February 27, 2006
Dubai to Run United States

The White House has struck a deal to let a corporation owned by the Emir of Dubai operate the United States, anonymous sources revealed today. The deal was struck and vetted after U.S. government officials determined that Dubai would do "a much better job than we're doing."

President Bush did not learn of the plan until yesterday, but ardently criticized opposition to it. He denied that turning over the handling of the U.S. to Dubai would harm America's security. "A knowledge of Arabic and a thorough familiarity with Islam is essential in a post-911 world," said Bush. Other factors that contributed to the coming handover of U.S. oversight to Dubai included its proximity to Iraq, access to large reserves of oil, and familiarity with camels.

Bush said that opposition to the Dubai deal was decidedly racist and anti-Arab. "When I turned over the running of entire wings of the government to American corporations, not a soul complained," he pointed out.

Members of Congress were outraged by the deal, and threatened to put a stop to it altogether. Senators and Congressman on both sides of the aisle brandished legislation banning the deal, swore loudly, and held hearings, after which they completely backed down. Congress was last seen having dinner with several prominent and wealthy members of the Dubai government.

Al-Kalhettyi del Farignio, a spokesman for Dubai, said, "We are very excited about running America. Before we agreed to the deal we inspected America's books, and we can see that, although the country is losing money, operating the U.S. is extremely profitable."

With a hat tip and thanks to Seth Lieberman.

Posted by Tom Burka at 8:16 AM in News

February 13, 2006
Cheney "Inadvertently" Caused Death of Man He Stabbed On Previous Hunting Trip, Says White House

Eyewitnesses: Man Ran Into Cheney's Knife

Vice President Cheney accidentally killed a man during a previous hunting trip, the White House reluctantly confirmed today after denying the incident several times. During a deer hunting expedition on a friend's eight billion dollar ranch, a man "ran into Cheney's knife" several times while Cheney was gutting and dressing a deer, wealthy Republican Party donors and eyewitnesses said.

The man who died was Willford Buchs, a Bush family accountant who "took care of the books" for the Bushes and several Bush companies, and was later appointed Director of the Texas Accounting Commission after the previous commissioner was dismissed for revealing irregularities in the accounting practices of Buchs's clients.

Buchs's death was ruled a suicide by Sen. Dr. Bill Frist, who examined Mr. Buchs by polaroid. Cheney's involvement with the death has not previously been disclosed, although it occurred a little more than a year ago. The incident was uncovered by the press after reporters discovered Buchs's mummified carcass on the ground last week and began asking questions.
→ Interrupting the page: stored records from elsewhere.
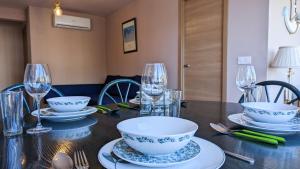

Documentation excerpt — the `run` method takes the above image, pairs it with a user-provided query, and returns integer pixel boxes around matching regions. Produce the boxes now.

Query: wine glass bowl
[24,64,52,134]
[142,63,167,110]
[236,65,256,102]
[236,65,256,92]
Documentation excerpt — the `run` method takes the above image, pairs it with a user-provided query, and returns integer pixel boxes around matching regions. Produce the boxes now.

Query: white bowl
[242,102,299,123]
[47,96,91,112]
[117,116,198,155]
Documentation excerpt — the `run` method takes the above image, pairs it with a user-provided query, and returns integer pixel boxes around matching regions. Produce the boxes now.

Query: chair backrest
[98,79,140,105]
[2,83,64,113]
[239,80,300,104]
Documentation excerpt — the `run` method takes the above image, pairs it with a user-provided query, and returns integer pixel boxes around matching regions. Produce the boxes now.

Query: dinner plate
[98,137,225,169]
[227,113,300,135]
[242,114,300,129]
[31,107,97,122]
[113,140,201,168]
[41,106,94,116]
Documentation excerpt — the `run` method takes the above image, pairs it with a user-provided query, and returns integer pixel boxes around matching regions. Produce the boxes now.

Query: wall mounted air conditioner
[53,15,91,30]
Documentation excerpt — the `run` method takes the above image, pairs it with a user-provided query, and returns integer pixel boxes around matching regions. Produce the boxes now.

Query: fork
[74,150,89,169]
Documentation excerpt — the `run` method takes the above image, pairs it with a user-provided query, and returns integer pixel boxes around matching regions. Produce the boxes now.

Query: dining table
[0,100,300,169]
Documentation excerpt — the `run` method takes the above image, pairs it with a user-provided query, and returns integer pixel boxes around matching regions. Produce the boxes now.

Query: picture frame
[122,18,138,54]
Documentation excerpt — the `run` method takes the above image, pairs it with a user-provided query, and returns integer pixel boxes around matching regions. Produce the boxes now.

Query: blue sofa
[46,75,141,105]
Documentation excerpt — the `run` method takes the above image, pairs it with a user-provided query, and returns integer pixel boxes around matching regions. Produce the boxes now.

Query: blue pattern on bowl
[244,107,297,116]
[122,133,191,144]
[48,100,89,106]
[113,139,201,164]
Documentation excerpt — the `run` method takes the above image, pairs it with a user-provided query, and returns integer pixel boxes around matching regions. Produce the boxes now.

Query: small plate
[227,113,300,135]
[41,106,93,116]
[31,107,97,122]
[98,137,225,169]
[113,140,201,167]
[242,114,300,130]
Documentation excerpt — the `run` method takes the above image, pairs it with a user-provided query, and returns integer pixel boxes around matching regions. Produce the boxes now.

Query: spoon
[52,152,74,169]
[210,123,254,165]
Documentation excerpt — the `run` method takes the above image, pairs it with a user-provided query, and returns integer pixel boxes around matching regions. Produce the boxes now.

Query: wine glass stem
[35,99,43,128]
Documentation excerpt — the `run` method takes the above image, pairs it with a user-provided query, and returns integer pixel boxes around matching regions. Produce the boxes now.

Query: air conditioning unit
[53,15,91,30]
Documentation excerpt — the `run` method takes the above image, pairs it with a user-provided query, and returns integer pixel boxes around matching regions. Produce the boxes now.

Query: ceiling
[0,0,133,16]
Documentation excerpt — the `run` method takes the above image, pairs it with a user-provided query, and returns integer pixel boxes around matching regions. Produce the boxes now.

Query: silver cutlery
[210,123,255,165]
[74,150,89,169]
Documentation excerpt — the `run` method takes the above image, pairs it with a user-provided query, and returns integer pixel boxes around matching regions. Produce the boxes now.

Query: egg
[52,152,73,169]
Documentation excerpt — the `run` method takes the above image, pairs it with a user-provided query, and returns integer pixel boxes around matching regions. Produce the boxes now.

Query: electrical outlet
[238,56,251,65]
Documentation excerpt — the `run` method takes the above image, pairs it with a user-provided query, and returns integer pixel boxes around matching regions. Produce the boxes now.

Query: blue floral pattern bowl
[47,96,91,112]
[117,116,198,155]
[242,102,299,123]
[113,140,201,167]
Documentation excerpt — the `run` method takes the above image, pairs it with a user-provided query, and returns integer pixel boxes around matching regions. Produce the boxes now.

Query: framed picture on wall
[122,18,137,53]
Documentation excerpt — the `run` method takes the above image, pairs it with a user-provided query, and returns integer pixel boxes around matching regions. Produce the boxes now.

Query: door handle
[183,64,191,68]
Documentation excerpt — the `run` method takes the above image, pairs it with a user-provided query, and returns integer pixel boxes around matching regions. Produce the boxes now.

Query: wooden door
[182,0,224,101]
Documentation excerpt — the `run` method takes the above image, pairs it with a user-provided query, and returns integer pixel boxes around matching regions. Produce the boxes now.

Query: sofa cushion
[45,84,103,105]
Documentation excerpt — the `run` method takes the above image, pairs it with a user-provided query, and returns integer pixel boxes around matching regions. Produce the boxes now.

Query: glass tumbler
[165,89,182,117]
[0,91,23,136]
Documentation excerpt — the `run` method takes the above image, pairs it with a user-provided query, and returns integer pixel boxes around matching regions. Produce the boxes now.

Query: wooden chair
[98,79,140,105]
[239,80,300,104]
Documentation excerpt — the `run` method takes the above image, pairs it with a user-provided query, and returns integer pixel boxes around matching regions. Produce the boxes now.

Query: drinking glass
[24,64,52,134]
[0,91,23,136]
[236,65,256,102]
[165,89,182,117]
[142,63,167,112]
[0,136,25,169]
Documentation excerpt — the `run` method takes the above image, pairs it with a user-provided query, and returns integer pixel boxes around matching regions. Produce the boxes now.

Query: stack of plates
[228,102,300,135]
[98,137,225,169]
[32,106,97,122]
[98,116,225,169]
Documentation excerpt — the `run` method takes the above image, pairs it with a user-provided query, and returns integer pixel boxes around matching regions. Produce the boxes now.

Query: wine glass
[142,63,167,111]
[236,65,256,102]
[24,64,52,134]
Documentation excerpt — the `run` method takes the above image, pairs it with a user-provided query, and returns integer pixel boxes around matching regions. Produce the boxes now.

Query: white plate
[242,114,300,130]
[227,113,300,135]
[31,107,97,122]
[129,98,140,105]
[113,140,201,168]
[98,137,225,169]
[41,106,94,116]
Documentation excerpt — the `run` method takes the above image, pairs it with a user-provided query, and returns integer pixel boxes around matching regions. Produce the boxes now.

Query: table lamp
[271,46,300,101]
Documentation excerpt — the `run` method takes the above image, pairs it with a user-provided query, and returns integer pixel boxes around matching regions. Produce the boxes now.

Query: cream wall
[106,0,179,88]
[28,7,106,84]
[268,0,300,88]
[225,0,270,102]
[0,6,26,21]
[0,21,24,90]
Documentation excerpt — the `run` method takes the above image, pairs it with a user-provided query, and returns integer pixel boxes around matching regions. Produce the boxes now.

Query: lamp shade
[271,46,300,68]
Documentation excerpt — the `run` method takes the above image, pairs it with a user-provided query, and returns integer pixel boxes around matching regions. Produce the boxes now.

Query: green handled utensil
[210,123,285,145]
[218,123,286,143]
[231,131,278,145]
[241,129,286,143]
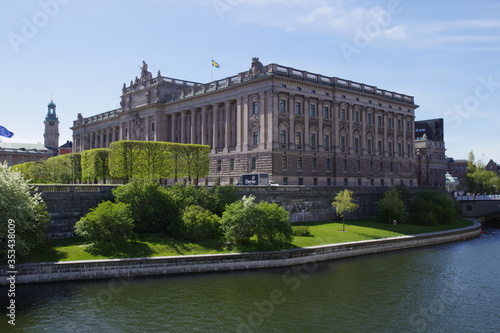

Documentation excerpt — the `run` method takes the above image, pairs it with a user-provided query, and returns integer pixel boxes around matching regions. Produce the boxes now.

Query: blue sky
[0,0,500,163]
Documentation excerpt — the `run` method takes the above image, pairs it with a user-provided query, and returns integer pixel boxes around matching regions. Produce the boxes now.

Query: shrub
[75,201,134,247]
[221,195,255,246]
[292,225,311,236]
[181,205,221,240]
[113,178,181,234]
[221,195,293,250]
[0,163,49,262]
[252,201,293,250]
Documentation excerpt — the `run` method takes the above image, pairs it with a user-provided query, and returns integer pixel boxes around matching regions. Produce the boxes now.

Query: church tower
[43,100,59,154]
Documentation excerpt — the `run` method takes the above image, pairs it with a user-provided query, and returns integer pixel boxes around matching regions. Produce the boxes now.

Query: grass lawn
[19,220,472,263]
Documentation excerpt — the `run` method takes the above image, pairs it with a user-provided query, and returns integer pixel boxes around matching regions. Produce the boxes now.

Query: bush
[377,188,408,223]
[253,201,293,250]
[113,178,181,234]
[75,201,134,247]
[181,205,221,240]
[221,196,255,246]
[292,225,311,236]
[0,163,49,262]
[221,196,293,250]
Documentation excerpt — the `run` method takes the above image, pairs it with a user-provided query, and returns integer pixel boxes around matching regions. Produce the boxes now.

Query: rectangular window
[295,132,302,146]
[295,102,302,115]
[280,99,286,112]
[253,132,259,146]
[323,134,330,149]
[323,106,330,119]
[280,130,286,145]
[340,109,346,120]
[309,133,316,148]
[309,104,316,117]
[252,102,259,114]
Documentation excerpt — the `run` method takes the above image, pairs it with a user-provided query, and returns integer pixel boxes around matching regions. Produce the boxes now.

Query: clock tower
[43,100,59,154]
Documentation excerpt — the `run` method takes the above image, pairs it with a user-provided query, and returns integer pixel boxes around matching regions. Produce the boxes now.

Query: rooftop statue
[247,57,265,78]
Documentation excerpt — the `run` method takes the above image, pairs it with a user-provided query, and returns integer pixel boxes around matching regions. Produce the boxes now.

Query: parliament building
[72,58,434,186]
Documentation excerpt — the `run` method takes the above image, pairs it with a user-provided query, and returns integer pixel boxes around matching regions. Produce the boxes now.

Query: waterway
[0,229,500,333]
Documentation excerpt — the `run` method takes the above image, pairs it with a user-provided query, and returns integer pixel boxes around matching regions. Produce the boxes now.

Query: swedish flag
[0,126,14,138]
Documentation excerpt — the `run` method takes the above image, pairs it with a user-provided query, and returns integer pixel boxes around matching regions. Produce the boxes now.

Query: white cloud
[222,0,407,40]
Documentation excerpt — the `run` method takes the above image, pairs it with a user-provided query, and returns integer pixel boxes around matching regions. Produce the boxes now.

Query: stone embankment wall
[37,185,408,238]
[0,222,481,285]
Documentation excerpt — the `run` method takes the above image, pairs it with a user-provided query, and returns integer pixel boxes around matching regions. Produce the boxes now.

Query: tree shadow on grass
[85,241,154,258]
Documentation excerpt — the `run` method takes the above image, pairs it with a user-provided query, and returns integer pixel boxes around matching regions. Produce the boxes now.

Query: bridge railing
[456,194,500,201]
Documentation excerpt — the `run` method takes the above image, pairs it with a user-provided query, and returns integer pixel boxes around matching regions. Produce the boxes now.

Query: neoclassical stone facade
[72,58,418,186]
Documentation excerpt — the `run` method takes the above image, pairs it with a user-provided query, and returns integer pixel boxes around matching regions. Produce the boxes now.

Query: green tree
[81,148,110,183]
[332,189,359,231]
[113,178,181,234]
[221,195,255,246]
[377,188,408,223]
[75,201,134,248]
[181,205,221,240]
[0,162,49,262]
[252,201,293,250]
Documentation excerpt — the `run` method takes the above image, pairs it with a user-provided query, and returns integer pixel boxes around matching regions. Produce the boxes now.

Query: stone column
[179,111,186,143]
[212,103,219,153]
[288,94,295,150]
[191,109,197,144]
[224,101,231,153]
[200,105,207,145]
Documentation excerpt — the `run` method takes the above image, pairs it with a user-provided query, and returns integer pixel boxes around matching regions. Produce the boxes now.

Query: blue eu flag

Questions have arisen as to why the White House failed to report the incident to the press or the authorities for more than a year. "The Vice President's office deferred to the people who owned the knife that he borrowed for the expedition," said Candy Ricks, a spokesman for the Veep. "It really was up to them." Ricks also maintained that it was not necessary to report the incident to the authorities because the Vice President and his party were authorities, "and very powerful and influential ones, too, I might add."

Ricks denied that Mr. Cheney needed to exercise more caution during hunting trips. "Mr. Cheney is every bit as careful with hunting as he is with civil liberties, foreign policy and democracy," she said.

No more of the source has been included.